I had a similar problem about a year ago and it was because the PSU was too low power, but I changed it with a 650W Corsair PSU, so I guess that's not the problem again (or at least I hope so).

I got only 1 BSOD since the problem started to occur:
==================================================
Dump File : 100811-20420-01.dmp
Crash Time : 08.10.2011 14:21:15
Bug Check String : UNEXPECTED_KERNEL_MODE_TRAP
Bug Check Code : 0x1000007f
Parameter 1 : 0x00000008
Parameter 2 : 0x807c6750
Parameter 3 : 0x00000000
Parameter 4 : 0x00000000
Caused By Driver : ntkrnlpa.exe
Caused By Address : ntkrnlpa.exe+41317
File Description : NT Kernel & System
Product Name : Microsoft® Windows® Operating System
Company : Microsoft Corporation
File Version : 6.1.7601.17640 (win7sp1_gdr.110622-1506)
Processor : 32-bit
Computer Name : 
Full Path : C:\Windows\Minidump\100811-20420-01.dmp
Processors Count : 2
Major Version : 15
Minor Version : 7601
==================================================

Here are my system specs:
Processor: Intel DualCore E5200
2 GB RAM
Video Card: Nvidia GeForce 9500 GT
Motherboard: Gigabyte GA-EP31-DS3L v1
OS: Windows 7 32-bit

Any help would be great ray:
PS: I'm not currently at home and I'll be able to test the solutions only in 3-4 days, but you can tell me all the suggestions you can think of and hopefully we'll solve this when i get home.


----------



## loda117 (Aug 6, 2010)

*Re: Computer freezes after startup*

What is the make and model of your power supply? watts?


----------



## Laur89 (Oct 17, 2010)

*Re: Computer freezes after startup*



loda117 said:


> What is the make and model of your power supply? watts?
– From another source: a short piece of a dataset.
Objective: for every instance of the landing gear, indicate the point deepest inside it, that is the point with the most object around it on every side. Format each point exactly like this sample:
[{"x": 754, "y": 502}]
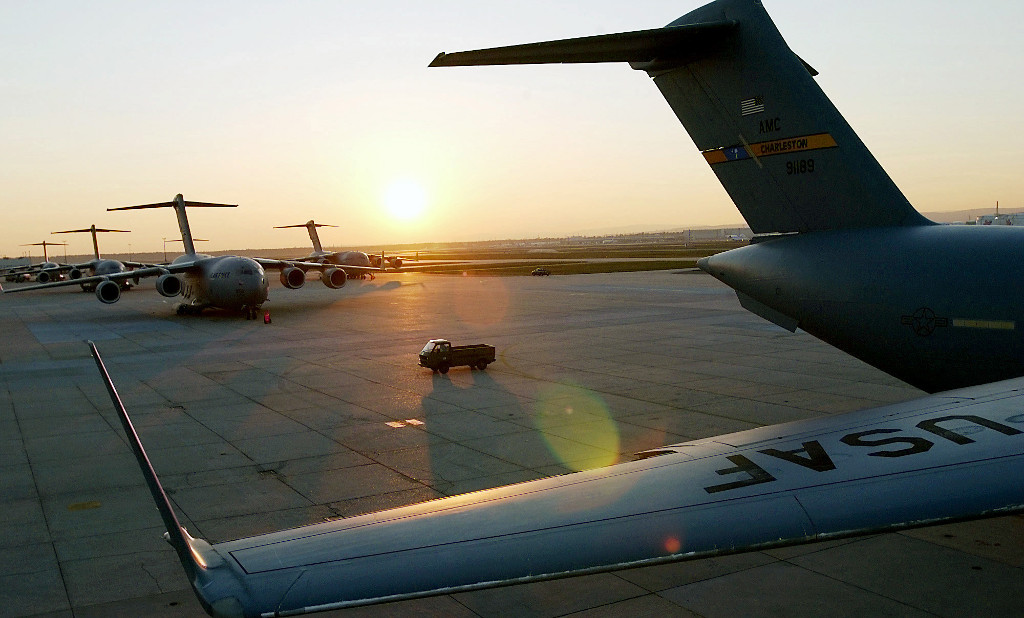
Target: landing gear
[{"x": 184, "y": 309}]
I wrote in the first post: Corsair, 650W, I don't remember the model name.


----------



## loda117 (Aug 6, 2010)

*Re: Computer freezes after startup*

OHH sorry i usually skim through when I am at work 

First, I would load the windows in Safe Mode and update all the drivers 
You can get the latest drivers from your motherboard manufacture's website 
for your Graphics card you can get them from Nvidia's website 

Then load it to regular windows


----------



## Laur89 (Oct 17, 2010)

*Re: Computer freezes after startup*



loda117 said:


> OHH sorry i usually skim through when I am at work
> 
> First, I would load the windows in Safe Mode and update all the drivers
> You can get the latest drivers from your motherboard manufacture's website
> ...


I installed the latest drivers and I think it's done the trick, I started the PC 5 or 6 times in the last 2 days and it didn't freeze. I hadn't thought about checking the motherboard manufacturer's website, because I have this program for checking if the drivers are up to date and it said I didn't have any outdated drivers. I guess I shouldn't trust it anymore.
Anyway, thanks a lot for your help!


----------



## loda117 (Aug 6, 2010)

*Re: Computer freezes after startup*

Glad that it worked out for you 

yes third party softwares for drivers are not recommended 
Best place is to go to Manufacturer's website and get the latest drivers 

cheers 



mark the thread as solved when you get a chance


----------



## Laur89 (Oct 17, 2010)

*Re: Computer freezes after startup*

Unfortunately the problem is back and it's a little worse. In the past 3 days I had some random freezes and also 2 days ago the PC wouldn't even start: the fans were starting, but I didn't get any signal on the monitor, then after a few seconds the PC stopped and then it reattempted to start (without me pressing the button), then it would stop again and so on, so I had to unplugg it. I tried it again after an hour and it still didn't work, but the next day it started, but I still had the freezing problem.
Before this problem reoccured, there was a power failure in my neighbourhood, I mean like 2 seconds, but the PC was on. I don't know if this caused the damage, given that I already had the problem before this, but I thought maybe it could be important.


----------



## Tyree (May 10, 2009)

*Re: Computer freezes after startup*

Brand & Model of the previous PSU?
Did you run MemTest one one stick at a time and let it make several passes?


----------



## Laur89 (Oct 17, 2010)

*Re: Computer freezes after startup*



Tyree said:


> Brand & Model of the previous PSU?
> Did you run MemTest one one stick at a time and let it make several passes?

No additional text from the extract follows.